More Problems With Australia’s Temperature Record: Part 1

April 8, 2022

Since 2010 I have been documenting problems with different versions of Australia’s official temperature record as produced by the Bureau of Meteorology (BOM).  Since the High Quality (HQ) dataset was quietly withdrawn in 2012 we have seen regularly updated versions of the Australian Climate Observation Reference Network- Surface Air Temperature (ACORN-SAT or Acorn).  We are now up to Version 2.2.  In this Part I shall show the effect of these changes on temperature trends.  In Part 2 I will show how record length affects trends, and in Part 3 I will look at the record since 1970 at some individual stations.

Figure 1 is from the BOM Climate Change Time Series page.

Figure 1:  Australian Official Temperature Record 1910 to 2021

The linear trend is shown as +0.13℃ per decade, or 1.3C per 100 years.  My colleague Chris Gillham of WAClimate has provided me with archived Acorn 1 annual mean temperature data to 2013 which allows this comparison:

Figure 2:  TMean: Acorn 1 and Acorn 2

The result of introducing Acorn 2 has been a much steeper trend:  Acorn 1 trend to 2013 was 0.9℃ per decade.  The trend has now become 0.13℃ per decade. (The extra 9 years have added an extra 0.017C per decade to the trend.)

Figure 3 shows when and how large the changes were:

Figure 3:  Difference between Acorn 1 and Acorn 2

Acorn2 is cooler than Acorn 1 before 1971 and warmer in all but three years since.  Since these were based on the same raw temperatures (with some small additions of digitised data and a couple of changes to stations) the changes were brought about entirely by adjustments to the data.

I calculated running trends from every year to 2013 for both datasets.  As trends shorter than 30 years become less reliable I truncated the running trends at 1984.  Figure 4 compares thre trends to 2013 of Acorn 1 and Acorn 2.

Figure 4:  Acorn 1 and Acorn 2 running trends per decade to 2013

The weather fluctuations of the mid-1970s to 1980s played havoc with trends.

Figure 5 shows the difference between the trends.

Figure 5:  Difference between Acorn 1 and Acorn 2 Trends

The difference ranges from +0.024C per decade for 1910 to 2013, to +0.039C for 1950 to 2013.  Having increased warming by from 0.25C to 0.4C per 100 years (just by making different adjustments) Acorn 2’s trend is much more alarming than Acorn 1’s.

Conclusion:

This is from the BOM’s explanation for Acorn:  

“A panel of world-leading experts convened in Melbourne in 2011 to review the methods used in developing the dataset.
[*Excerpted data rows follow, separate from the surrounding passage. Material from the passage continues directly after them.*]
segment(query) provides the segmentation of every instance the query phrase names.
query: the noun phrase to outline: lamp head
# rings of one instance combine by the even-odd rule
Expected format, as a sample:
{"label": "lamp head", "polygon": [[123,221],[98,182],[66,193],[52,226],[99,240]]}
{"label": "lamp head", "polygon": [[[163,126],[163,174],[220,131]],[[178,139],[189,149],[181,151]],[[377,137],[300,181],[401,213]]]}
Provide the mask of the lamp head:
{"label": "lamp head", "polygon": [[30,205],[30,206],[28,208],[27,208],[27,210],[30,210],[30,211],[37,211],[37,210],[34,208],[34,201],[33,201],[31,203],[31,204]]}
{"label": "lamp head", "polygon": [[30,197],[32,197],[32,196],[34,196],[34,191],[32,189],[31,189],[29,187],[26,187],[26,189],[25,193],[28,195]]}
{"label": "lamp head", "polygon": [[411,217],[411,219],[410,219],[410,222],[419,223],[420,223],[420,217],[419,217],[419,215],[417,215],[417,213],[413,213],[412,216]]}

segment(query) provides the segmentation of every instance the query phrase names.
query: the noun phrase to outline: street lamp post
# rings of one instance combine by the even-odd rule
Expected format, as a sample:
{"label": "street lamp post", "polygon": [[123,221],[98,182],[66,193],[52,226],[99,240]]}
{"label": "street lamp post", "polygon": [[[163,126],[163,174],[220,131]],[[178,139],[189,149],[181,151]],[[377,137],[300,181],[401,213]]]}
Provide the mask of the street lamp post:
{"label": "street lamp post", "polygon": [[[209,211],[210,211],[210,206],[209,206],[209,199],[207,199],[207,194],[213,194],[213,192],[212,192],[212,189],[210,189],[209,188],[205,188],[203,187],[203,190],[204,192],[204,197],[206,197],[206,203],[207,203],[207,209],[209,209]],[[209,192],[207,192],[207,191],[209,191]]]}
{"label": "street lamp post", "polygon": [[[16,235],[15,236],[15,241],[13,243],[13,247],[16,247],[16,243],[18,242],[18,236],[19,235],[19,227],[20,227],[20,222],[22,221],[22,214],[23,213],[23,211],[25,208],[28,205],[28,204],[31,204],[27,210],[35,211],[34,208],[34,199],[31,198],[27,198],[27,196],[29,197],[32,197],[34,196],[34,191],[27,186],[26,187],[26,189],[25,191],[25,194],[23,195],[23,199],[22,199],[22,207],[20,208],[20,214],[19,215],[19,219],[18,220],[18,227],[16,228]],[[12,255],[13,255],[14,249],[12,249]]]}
It ranked the Bureau’s procedures and data analysis as amongst the best in the world. ‘The Panel is convinced that, as the world’s first national-scale homogenised dataset of daily temperatures, the ACORNSAT dataset will be of great national and international value. We encourage the Bureau to consider the dataset an important long-term national asset.’” ACORN-SAT International Peer Review Panel Report, 2011.

 Acorn 1.0 was apparently such an important long-term asset that it was quickly superseded by Acorn 2 with a much more alarming trend.
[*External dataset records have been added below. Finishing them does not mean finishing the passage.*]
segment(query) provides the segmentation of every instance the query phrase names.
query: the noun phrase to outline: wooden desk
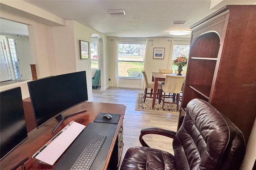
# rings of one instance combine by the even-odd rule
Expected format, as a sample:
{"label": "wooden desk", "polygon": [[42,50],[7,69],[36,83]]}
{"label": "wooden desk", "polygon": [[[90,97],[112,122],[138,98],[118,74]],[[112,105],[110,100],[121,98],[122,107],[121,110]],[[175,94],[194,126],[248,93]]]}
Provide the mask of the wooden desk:
{"label": "wooden desk", "polygon": [[[110,162],[110,161],[113,161],[113,159],[116,160],[117,157],[118,158],[119,162],[122,151],[120,152],[119,150],[116,150],[115,148],[119,148],[120,147],[122,149],[122,141],[119,140],[122,140],[122,137],[120,136],[122,136],[122,124],[126,106],[119,104],[85,102],[69,109],[62,114],[62,115],[65,116],[85,109],[86,109],[87,111],[69,117],[64,120],[53,134],[51,134],[51,132],[58,123],[58,120],[55,119],[47,122],[38,129],[36,128],[32,130],[28,133],[28,138],[2,160],[0,163],[1,169],[10,169],[26,157],[29,158],[29,160],[25,163],[27,170],[52,169],[53,166],[40,164],[36,159],[32,159],[32,155],[72,121],[74,120],[77,123],[86,126],[90,122],[93,121],[100,112],[118,113],[120,115],[118,127],[112,141],[110,149],[104,163],[103,169],[106,170],[109,164],[112,163]],[[117,147],[117,144],[118,144],[118,145],[119,144],[120,144],[122,146],[118,146]],[[118,153],[116,153],[116,152]],[[114,154],[114,155],[113,155]],[[112,155],[113,156],[111,157]],[[115,158],[113,159],[113,157]],[[116,164],[116,166],[118,166],[118,163],[115,163]],[[21,170],[22,168],[20,167],[18,169]]]}
{"label": "wooden desk", "polygon": [[[157,85],[158,81],[164,81],[165,80],[165,75],[162,74],[170,74],[172,75],[177,75],[176,73],[160,73],[158,72],[152,72],[152,81],[154,81],[154,92],[153,94],[153,101],[152,103],[152,107],[154,107],[155,106],[155,103],[156,102],[156,92],[157,91]],[[185,75],[185,74],[182,74],[182,75]]]}

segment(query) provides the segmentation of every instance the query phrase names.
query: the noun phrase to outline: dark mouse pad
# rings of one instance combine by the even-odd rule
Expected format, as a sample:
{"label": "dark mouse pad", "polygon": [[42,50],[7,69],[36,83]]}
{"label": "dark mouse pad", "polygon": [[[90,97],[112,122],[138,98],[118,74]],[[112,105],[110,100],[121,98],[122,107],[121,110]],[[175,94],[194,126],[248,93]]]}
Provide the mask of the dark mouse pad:
{"label": "dark mouse pad", "polygon": [[[110,115],[112,116],[113,118],[111,119],[107,119],[104,118],[103,117],[106,115]],[[94,122],[117,124],[118,123],[120,117],[120,114],[100,113],[98,114],[98,116],[97,116],[97,117],[96,117],[94,121]]]}

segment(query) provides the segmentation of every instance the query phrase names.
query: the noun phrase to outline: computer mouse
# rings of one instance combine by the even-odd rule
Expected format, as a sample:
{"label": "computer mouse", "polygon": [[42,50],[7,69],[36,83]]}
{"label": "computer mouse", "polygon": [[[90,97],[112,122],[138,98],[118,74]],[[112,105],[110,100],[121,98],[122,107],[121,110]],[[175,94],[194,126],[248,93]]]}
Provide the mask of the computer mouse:
{"label": "computer mouse", "polygon": [[107,119],[111,119],[113,118],[113,117],[112,117],[112,116],[110,115],[105,115],[103,116],[103,117],[104,118]]}

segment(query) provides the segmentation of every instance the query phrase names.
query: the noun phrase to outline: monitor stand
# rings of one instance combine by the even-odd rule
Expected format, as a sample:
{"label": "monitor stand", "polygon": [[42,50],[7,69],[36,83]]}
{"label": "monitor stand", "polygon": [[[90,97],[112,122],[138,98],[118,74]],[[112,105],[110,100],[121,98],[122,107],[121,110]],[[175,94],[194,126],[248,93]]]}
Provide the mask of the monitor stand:
{"label": "monitor stand", "polygon": [[59,127],[59,126],[60,126],[60,124],[61,124],[61,123],[62,123],[62,122],[64,120],[64,119],[65,119],[66,118],[67,118],[69,117],[70,117],[71,116],[74,116],[74,115],[77,115],[80,113],[82,113],[83,112],[85,112],[87,111],[85,110],[84,111],[81,111],[80,112],[78,112],[77,113],[74,113],[74,114],[72,114],[71,115],[69,115],[68,116],[66,116],[64,117],[62,117],[62,116],[61,115],[58,115],[58,116],[57,116],[57,117],[56,117],[56,118],[60,118],[60,119],[61,120],[60,120],[60,122],[59,122],[59,123],[58,124],[58,125],[57,125],[57,126],[56,126],[56,127],[55,127],[55,128],[53,130],[52,130],[52,134],[55,131],[55,130],[56,130],[56,129],[57,129],[57,128]]}

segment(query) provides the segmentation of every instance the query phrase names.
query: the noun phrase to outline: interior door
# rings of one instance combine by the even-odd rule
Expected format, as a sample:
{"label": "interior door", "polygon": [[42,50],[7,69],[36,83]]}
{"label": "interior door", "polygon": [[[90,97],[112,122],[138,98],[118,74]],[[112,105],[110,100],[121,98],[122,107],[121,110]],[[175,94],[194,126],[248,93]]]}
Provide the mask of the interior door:
{"label": "interior door", "polygon": [[21,79],[31,80],[32,74],[30,64],[32,63],[32,61],[29,40],[15,40],[15,44]]}
{"label": "interior door", "polygon": [[1,41],[1,47],[0,47],[0,81],[1,82],[12,79],[8,59],[6,53],[5,53],[6,51],[4,45]]}

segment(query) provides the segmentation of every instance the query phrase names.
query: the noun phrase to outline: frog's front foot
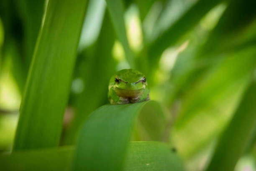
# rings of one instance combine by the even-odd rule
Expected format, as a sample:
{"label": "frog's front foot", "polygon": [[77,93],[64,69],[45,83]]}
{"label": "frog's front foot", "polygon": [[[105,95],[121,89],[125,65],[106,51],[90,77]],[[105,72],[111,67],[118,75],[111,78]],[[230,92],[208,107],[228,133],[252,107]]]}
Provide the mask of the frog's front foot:
{"label": "frog's front foot", "polygon": [[139,102],[141,101],[139,97],[136,97],[135,98],[131,98],[130,99],[130,102],[132,103],[134,103],[137,102]]}
{"label": "frog's front foot", "polygon": [[130,103],[130,101],[128,98],[125,98],[123,97],[120,97],[119,100],[117,102],[117,104],[127,104]]}

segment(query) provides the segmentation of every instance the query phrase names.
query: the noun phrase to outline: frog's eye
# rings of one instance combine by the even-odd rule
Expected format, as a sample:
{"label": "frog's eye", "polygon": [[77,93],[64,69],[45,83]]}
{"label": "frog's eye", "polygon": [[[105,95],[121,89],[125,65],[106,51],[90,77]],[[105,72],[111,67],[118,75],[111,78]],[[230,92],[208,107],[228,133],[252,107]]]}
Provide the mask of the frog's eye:
{"label": "frog's eye", "polygon": [[142,79],[142,83],[146,83],[146,81],[147,79],[146,79],[146,78],[145,77],[144,77],[143,79]]}
{"label": "frog's eye", "polygon": [[117,78],[115,78],[115,83],[116,83],[117,84],[119,84],[119,80],[118,80],[118,79],[117,79]]}

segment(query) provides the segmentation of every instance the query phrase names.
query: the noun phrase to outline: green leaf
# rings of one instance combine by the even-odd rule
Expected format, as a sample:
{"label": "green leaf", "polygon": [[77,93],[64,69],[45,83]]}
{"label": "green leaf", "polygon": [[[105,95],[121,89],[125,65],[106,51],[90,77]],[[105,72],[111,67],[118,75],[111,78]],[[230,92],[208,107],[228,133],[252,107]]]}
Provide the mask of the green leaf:
{"label": "green leaf", "polygon": [[256,133],[256,82],[243,95],[229,124],[220,138],[207,171],[234,170],[236,163]]}
{"label": "green leaf", "polygon": [[157,142],[138,141],[130,143],[124,171],[184,171],[177,153],[168,145]]}
{"label": "green leaf", "polygon": [[82,92],[74,96],[75,115],[64,137],[65,144],[73,144],[89,114],[108,102],[109,79],[115,71],[112,57],[115,38],[109,15],[105,13],[98,40],[78,57],[75,75],[82,79],[84,87]]}
{"label": "green leaf", "polygon": [[121,170],[136,116],[143,108],[156,103],[105,105],[92,113],[78,139],[73,170]]}
{"label": "green leaf", "polygon": [[198,57],[237,50],[256,44],[254,1],[235,0],[230,4],[210,33]]}
{"label": "green leaf", "polygon": [[86,4],[48,2],[20,106],[14,151],[59,143]]}
{"label": "green leaf", "polygon": [[[67,171],[74,148],[64,146],[0,154],[0,169],[5,171]],[[13,164],[15,163],[15,164]],[[125,161],[125,171],[183,171],[176,153],[167,144],[157,142],[132,142]]]}
{"label": "green leaf", "polygon": [[104,0],[89,1],[78,45],[79,50],[84,49],[96,41],[101,29],[105,9]]}
{"label": "green leaf", "polygon": [[126,36],[123,15],[123,6],[121,0],[106,0],[107,5],[113,22],[117,37],[123,46],[125,58],[131,68],[136,67],[134,57]]}
{"label": "green leaf", "polygon": [[221,1],[221,0],[210,1],[200,0],[197,2],[179,20],[150,45],[148,48],[150,63],[153,65],[158,64],[164,50],[192,29],[211,9]]}
{"label": "green leaf", "polygon": [[65,146],[2,153],[0,154],[0,170],[67,171],[72,163],[74,149],[73,146]]}
{"label": "green leaf", "polygon": [[194,85],[184,87],[172,135],[184,158],[209,145],[230,119],[255,68],[255,54],[254,46],[225,55]]}

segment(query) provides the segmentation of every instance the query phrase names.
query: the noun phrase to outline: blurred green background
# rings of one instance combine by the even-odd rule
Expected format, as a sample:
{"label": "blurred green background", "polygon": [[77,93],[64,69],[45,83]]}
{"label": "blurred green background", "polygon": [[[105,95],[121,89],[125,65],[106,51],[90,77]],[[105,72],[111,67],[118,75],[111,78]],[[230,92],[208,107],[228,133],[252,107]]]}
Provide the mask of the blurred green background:
{"label": "blurred green background", "polygon": [[[1,152],[13,143],[48,1],[0,0]],[[90,114],[108,103],[110,76],[133,68],[168,113],[166,141],[187,170],[203,170],[256,79],[256,1],[123,0],[123,13],[107,1],[87,3],[60,145],[73,144]],[[256,170],[256,132],[236,171]]]}

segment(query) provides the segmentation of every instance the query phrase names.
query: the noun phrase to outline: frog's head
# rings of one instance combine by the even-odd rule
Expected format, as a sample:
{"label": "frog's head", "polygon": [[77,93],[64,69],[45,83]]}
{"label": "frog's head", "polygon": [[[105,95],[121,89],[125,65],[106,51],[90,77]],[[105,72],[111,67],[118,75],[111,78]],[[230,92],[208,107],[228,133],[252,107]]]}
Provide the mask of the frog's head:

Diurnal Temperature Range and the Australian Temperature Record: More Evidence

January 19, 2022

In an earlier post, I demonstrated through analysing Diurnal Temperature Range (DTR) that the Bureau of Meteorology is either incompetent or has knowingly allowed inaccurate data to garble the record.
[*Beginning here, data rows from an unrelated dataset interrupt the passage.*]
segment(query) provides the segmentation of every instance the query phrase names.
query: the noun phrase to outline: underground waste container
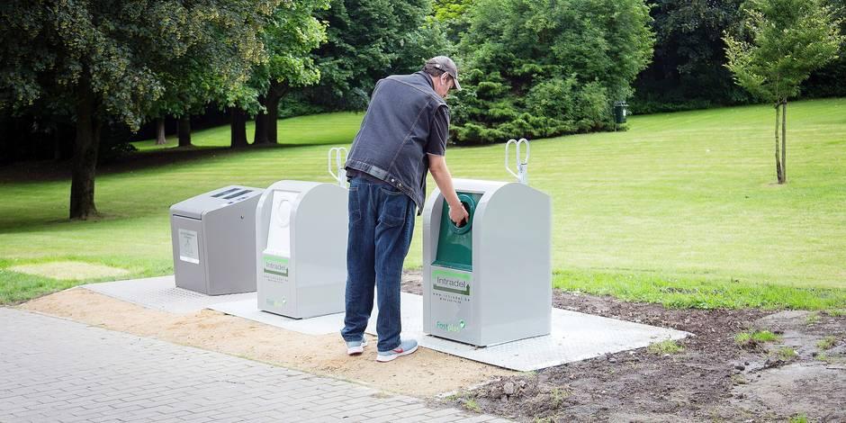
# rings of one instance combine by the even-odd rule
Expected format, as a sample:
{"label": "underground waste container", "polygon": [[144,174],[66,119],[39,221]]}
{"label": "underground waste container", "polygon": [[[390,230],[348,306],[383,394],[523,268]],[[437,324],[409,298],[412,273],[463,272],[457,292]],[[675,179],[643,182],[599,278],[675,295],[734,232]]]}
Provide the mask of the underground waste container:
{"label": "underground waste container", "polygon": [[261,188],[230,185],[170,207],[176,286],[208,295],[256,291]]}
{"label": "underground waste container", "polygon": [[259,310],[295,319],[344,311],[348,192],[338,160],[338,184],[279,181],[258,200]]}
{"label": "underground waste container", "polygon": [[[524,182],[526,162],[518,164]],[[423,211],[424,332],[480,346],[548,335],[550,197],[521,183],[453,184],[468,221],[450,220],[439,190]]]}

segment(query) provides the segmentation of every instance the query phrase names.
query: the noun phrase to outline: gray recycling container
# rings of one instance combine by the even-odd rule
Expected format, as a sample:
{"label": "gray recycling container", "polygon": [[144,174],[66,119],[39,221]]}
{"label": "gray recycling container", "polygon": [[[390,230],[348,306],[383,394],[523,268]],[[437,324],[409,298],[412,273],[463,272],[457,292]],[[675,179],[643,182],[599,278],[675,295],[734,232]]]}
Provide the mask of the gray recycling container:
{"label": "gray recycling container", "polygon": [[176,286],[208,295],[256,291],[261,188],[230,185],[170,207]]}

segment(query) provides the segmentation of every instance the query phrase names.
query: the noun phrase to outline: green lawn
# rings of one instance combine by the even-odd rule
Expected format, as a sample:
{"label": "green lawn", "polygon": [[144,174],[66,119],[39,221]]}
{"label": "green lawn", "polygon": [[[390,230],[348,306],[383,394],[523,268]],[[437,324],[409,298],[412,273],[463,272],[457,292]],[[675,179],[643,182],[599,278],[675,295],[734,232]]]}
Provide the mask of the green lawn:
{"label": "green lawn", "polygon": [[[627,131],[534,141],[529,182],[553,197],[556,286],[674,306],[846,305],[846,99],[790,104],[783,186],[773,184],[772,114],[750,106],[632,116]],[[362,116],[280,121],[280,141],[292,147],[106,170],[96,221],[64,220],[68,181],[3,184],[0,269],[76,259],[170,273],[171,204],[230,184],[329,182],[326,150],[348,144]],[[228,145],[229,129],[194,140]],[[151,144],[137,143],[161,148]],[[447,158],[457,177],[511,178],[502,145],[451,148]],[[418,235],[408,266],[420,266]],[[0,281],[4,302],[67,284],[7,270]]]}

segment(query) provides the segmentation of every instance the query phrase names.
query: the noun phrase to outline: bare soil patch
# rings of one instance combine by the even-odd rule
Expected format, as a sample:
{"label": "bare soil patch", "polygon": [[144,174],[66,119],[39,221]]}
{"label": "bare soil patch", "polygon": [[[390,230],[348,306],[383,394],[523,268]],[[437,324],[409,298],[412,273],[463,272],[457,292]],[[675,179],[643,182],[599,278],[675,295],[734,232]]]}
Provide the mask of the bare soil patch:
{"label": "bare soil patch", "polygon": [[[420,293],[420,279],[407,273],[403,291]],[[334,335],[312,337],[212,310],[175,315],[84,289],[22,308],[523,421],[846,421],[842,313],[670,310],[558,290],[553,298],[558,308],[696,336],[680,342],[683,349],[675,354],[642,348],[521,374],[425,348],[388,364],[374,362],[374,349],[350,359]],[[778,339],[745,347],[735,341],[737,333],[754,330]]]}
{"label": "bare soil patch", "polygon": [[[411,284],[411,282],[408,284]],[[668,310],[555,290],[554,306],[696,334],[678,354],[642,348],[515,376],[449,403],[524,421],[846,421],[846,318],[810,311]],[[744,349],[747,329],[778,341]],[[834,337],[834,346],[817,343]],[[796,356],[785,358],[792,350]]]}

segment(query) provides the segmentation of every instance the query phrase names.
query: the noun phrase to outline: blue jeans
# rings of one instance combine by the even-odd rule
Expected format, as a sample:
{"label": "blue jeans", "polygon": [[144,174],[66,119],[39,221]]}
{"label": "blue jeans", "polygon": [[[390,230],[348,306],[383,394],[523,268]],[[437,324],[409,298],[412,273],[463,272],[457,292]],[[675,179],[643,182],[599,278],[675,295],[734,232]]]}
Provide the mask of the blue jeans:
{"label": "blue jeans", "polygon": [[400,346],[400,279],[414,232],[414,202],[386,184],[356,177],[349,186],[346,315],[341,336],[361,340],[378,292],[379,351]]}

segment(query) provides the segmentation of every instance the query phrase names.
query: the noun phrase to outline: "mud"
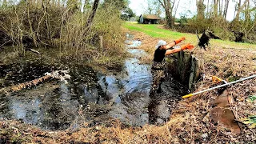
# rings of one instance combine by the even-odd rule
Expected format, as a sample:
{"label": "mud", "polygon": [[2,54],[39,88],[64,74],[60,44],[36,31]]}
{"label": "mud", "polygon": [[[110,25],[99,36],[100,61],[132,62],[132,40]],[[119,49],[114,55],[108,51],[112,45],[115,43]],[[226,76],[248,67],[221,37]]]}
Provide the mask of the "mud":
{"label": "mud", "polygon": [[43,130],[70,130],[117,118],[128,126],[162,124],[169,119],[186,88],[171,78],[161,86],[157,98],[150,99],[150,65],[139,58],[147,54],[134,49],[142,44],[127,34],[127,58],[122,70],[104,74],[78,63],[50,66],[40,60],[1,66],[0,87],[14,86],[43,76],[46,72],[68,70],[68,83],[50,79],[38,86],[9,94],[1,94],[0,118],[18,119]]}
A couple of readers suggested avenues for deeper analysis. 

Siliggy asked, “Is the exaggerated difference now caused by the deletion of old hot maximums and or whole old long warmer records?”

Graeme No. 3 asked, “Is there any way of extracting seasonal figures from this composition?”

This post seeks to answer both, and the short answer is “Yes”.

Using BOM Time Series data (from the thoroughly adjusted Acorn dataset) I have looked at data for Spring, Summer, Autumn, and Winter (although those seasons lose their meaning the further north you go).

DTR is very much governed by rainfall differences as shown by this plot.

Figure 1:  Winter DTR anomalies plotted against rainfall anomalies- all years 1910-2020

This shows that in winter DTR decreases with increasing rainfall.  The R squared value of 0.79 means that for the whole period, rainfall explained DTR 79% of the time on average.  However, the average conceals the long term changes in the relationship.

To show this, I simply calculated running 10 year correlations between DTR and Rainfall anomalies for each season, and squared these to show the “R squared” value.  This is a good rule of thumb indicator for how well DTR matches rainfall over 10 year periods.  A value of 0.5 indicates only half of the DTR for that decade can be explained by rainfall alone.  As you will see in the following figures, there are plenty of 10 year periods when the relationship was 0.9 or better, meaning it is ideally possible for 90% of DTR variation to be explained by rainfall.  Here are the results.

Figure 2:  Spring Running R-squared values: DTR vs Rain

There was a good relationship before 1930.  In the decades from then to the mid-1970s it was much worse, and very poor in the decade to 1946. It was poor again in the decade to 2001, and the 10 years to 2020 shows another smaller dip, showing something not quite right with 2020.

Figure 3: Summer Running R-squared values: DTR vs Rain

Summer values were very poor before the 1960s, especially the decades to 1944 and 1961, and dipped again in the 1990s.

Figure 4:  Autumn Running R-squared values: DTR vs Rain

The DTR/Rain relationship was very poor in the decades to 1928, and again before 2001.  The recent decade has also been poor- less than half of DTR to 2020 can be explained by rainfall.

Figure 5:  Winter Running R-squared values: DTR vs Rain

The DTR/rainfall relationship was fairly good, apart from two short episodes, until the 1990s.

I now turn to the northern half of the continent.

A large area of Northern Australia is dominated by just two seasons, wet and dry.  Here is the plot of northern DTR vs Rain for the wet season (October to April).

Figure 6:  Northern Australia Wet Season Running R-squared values: DTR vs Rain

Apart from the 1950s, the late 1970s-early 1980s, and 1998 to 2020, the DTR : Rainfall relationship is very poor, with a long period in the 1930s and 1940s in which rainfall explains less than half of DTR variation (only 13% in the decade to 1943). 

Because the northern half of Australia accounts for the bulk of Australian rainfall, and the wet season is from October to April, this perhaps explains the problems in spring, summer, and autumn for the whole country.

We can get some clues as to the reasons by comparing long term average maximum temperatures with inverted rain (as wet years are cool and dry years are warm).

Figure 7:  Northern Australia Wet Season Decadal Maxima and Rain

The divergence before 1972 and after 2001 is obvious.

The above plots show how poorly DTR (and therefore temperature, from which it is derived) has matched rainfall over the past 111 years.  Low correlations indicate something other than rainfall was influencing temperatures.

In reply to Siliggy, who asked “Is the exaggerated difference now caused by the deletion of old hot maximums and or whole old long warmer records?” the answer appears to be: both, however Figure 7 shows old temperatures (before 1972) appear incorrect, but recent temperatures are at fault too.

The mismatch shows that the Acorn temperature record is not to be trusted as an indicator of past temperatures- and even recent ones.